Shorting is Expensive
Short selling involves costs over and above trading commissions. A significant cost is associated with borrowing shares to short, in addition to the interest that is normally payable on a margin account. The short seller is also on the hook for dividend payments made by the stock that has been shorted.
Going Against the Grain
Short selling goes against the entrenched upward trend of the markets. Most investors and other market participants are long-only, creating natural momentum in one direction.
Timing Is Everything
The timing of the short sale is critical since initiating a short sale at the wrong time can be a recipe for disaster.
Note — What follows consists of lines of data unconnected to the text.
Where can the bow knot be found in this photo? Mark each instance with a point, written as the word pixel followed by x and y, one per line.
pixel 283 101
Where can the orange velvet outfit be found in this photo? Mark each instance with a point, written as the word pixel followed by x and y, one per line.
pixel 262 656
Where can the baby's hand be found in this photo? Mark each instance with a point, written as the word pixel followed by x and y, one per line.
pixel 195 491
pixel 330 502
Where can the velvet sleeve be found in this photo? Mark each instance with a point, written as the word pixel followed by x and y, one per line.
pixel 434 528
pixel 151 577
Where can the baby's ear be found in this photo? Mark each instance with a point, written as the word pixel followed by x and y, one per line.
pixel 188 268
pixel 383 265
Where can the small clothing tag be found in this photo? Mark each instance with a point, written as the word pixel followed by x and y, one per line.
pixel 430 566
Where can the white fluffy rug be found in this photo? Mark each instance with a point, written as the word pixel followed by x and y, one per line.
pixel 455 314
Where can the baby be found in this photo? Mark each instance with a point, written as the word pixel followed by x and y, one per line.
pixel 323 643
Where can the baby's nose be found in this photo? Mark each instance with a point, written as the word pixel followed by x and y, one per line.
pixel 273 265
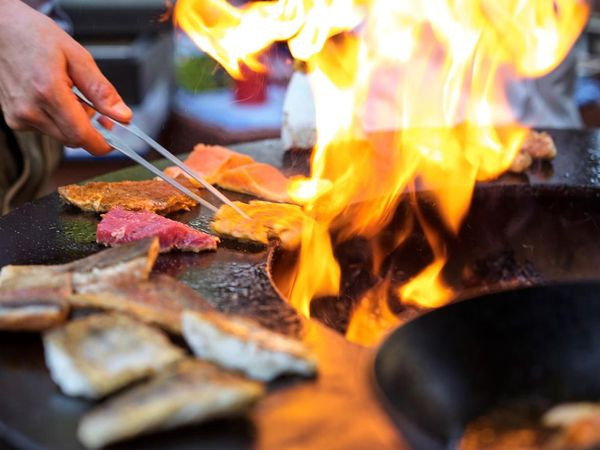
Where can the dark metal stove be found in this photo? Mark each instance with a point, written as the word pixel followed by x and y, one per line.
pixel 533 229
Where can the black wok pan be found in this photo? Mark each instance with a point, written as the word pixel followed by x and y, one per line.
pixel 441 371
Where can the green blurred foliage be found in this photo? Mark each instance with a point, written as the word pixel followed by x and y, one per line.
pixel 201 73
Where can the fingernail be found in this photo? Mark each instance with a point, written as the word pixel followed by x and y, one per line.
pixel 122 109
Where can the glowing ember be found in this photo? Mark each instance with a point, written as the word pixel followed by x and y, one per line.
pixel 444 63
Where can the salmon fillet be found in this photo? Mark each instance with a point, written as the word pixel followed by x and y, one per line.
pixel 148 195
pixel 119 226
pixel 158 301
pixel 236 172
pixel 268 221
pixel 210 161
pixel 240 343
pixel 194 392
pixel 96 355
pixel 258 179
Because short sales are conducted on margin, if the price goes up instead of down, you can quickly see losses as brokers require the sales to be repurchased at ever higher prices, creating a short squeeze.
Regulatory Risks
Regulators occasionally impose bans on short sales because of market conditions; this may trigger a spike in the markets, forcing the short seller to cover positions at a big loss. Stocks that are heavily shorted also have a risk of "buy-in," which refers to the closing out of a short position by a broker-dealer if the stock is hard to borrow and its lenders are demanding it back.
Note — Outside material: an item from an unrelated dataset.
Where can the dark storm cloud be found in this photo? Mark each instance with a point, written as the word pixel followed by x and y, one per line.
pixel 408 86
Strict Trading Discipline Required
The plethora of risks associated with short selling means that it is only suitable for traders and investors who have the trading discipline required to cut their losses when required. Holding an unprofitable short position in the hope that it will come back is not a viable strategy. Short selling requires constant position monitoring and adherence to tight stop losses.
Why Do Investors Sells Stocks Short?
Investors short sell to profit from a decline in a security's price. This strategy allows them to earn money during a market downturn.
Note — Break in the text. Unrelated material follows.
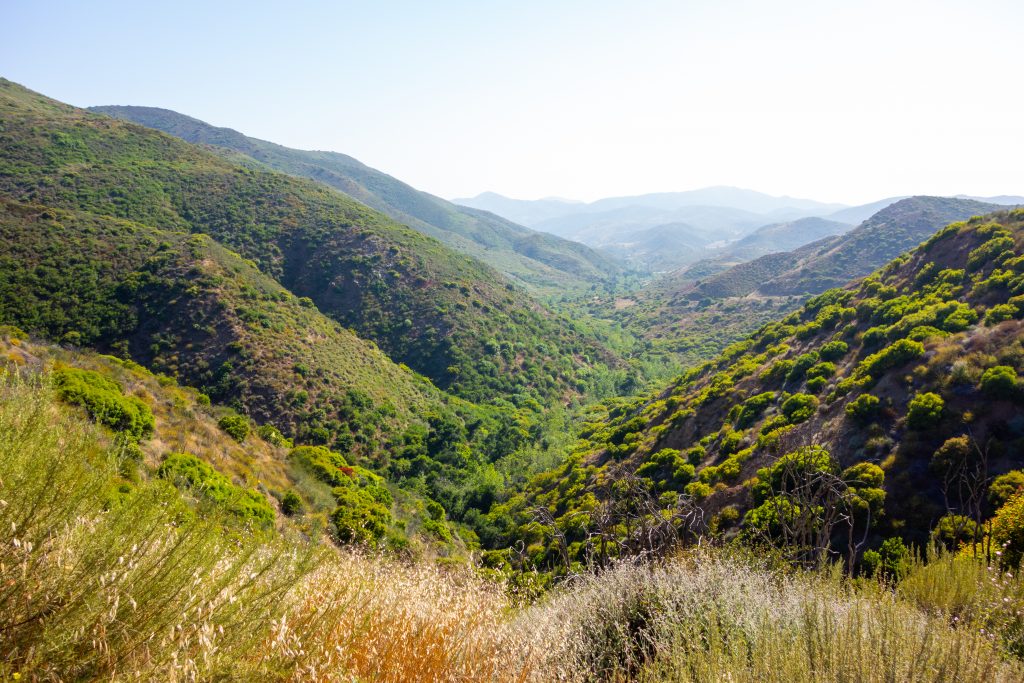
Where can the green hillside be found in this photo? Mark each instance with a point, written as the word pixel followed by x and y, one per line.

Can Any Security Be Shorted?
Not all securities can be shorted. Certain stocks may be designated as "hard to borrow" because of a lack of supply, regulatory restrictions, or the unwillingness of brokerage firms to lend out the securities.
What Is a Short Squeeze?
A short squeeze happens when a stock's price rises sharply, causing short sellers to buy it to forestall even larger losses. Their scramble to buy only adds to the upward pressure on the stock's price.
Can You Short Sell ETFs?
Yes, most exchange-traded funds (ETFs) can be shorted like regular stocks. However, because ETFs represent baskets of stocks, they may be less volatile than individual stocks, which often reduces any potential for profit.
The Bottom Line
Short selling remains a controversial yet implacable part of financial markets, serving as a risk management tool, not just for speculating on a company's downfall. While it can expose corporate fraud and market inefficiencies, recent regulatory actions and high-profile cases highlight the fine line between legitimate short-selling practices and potential market manipulation. The SEC's new transparency rules aim to strike a balance, providing regulators and the public with more information about short selling activities without overly restricting the practice. Those rules are the target of lawsuits.
As markets continue to evolve, the role of short sellers—from hedge funds to activist investors—will likely face ongoing scrutiny and debate. The challenges of regulating this complex area of finance are evident, with authorities striving to maintain market integrity while preserving the benefits that short selling can bring. For investors, understanding how short selling works, including its risks and the various players involved, is crucial in navigating today's financial markets.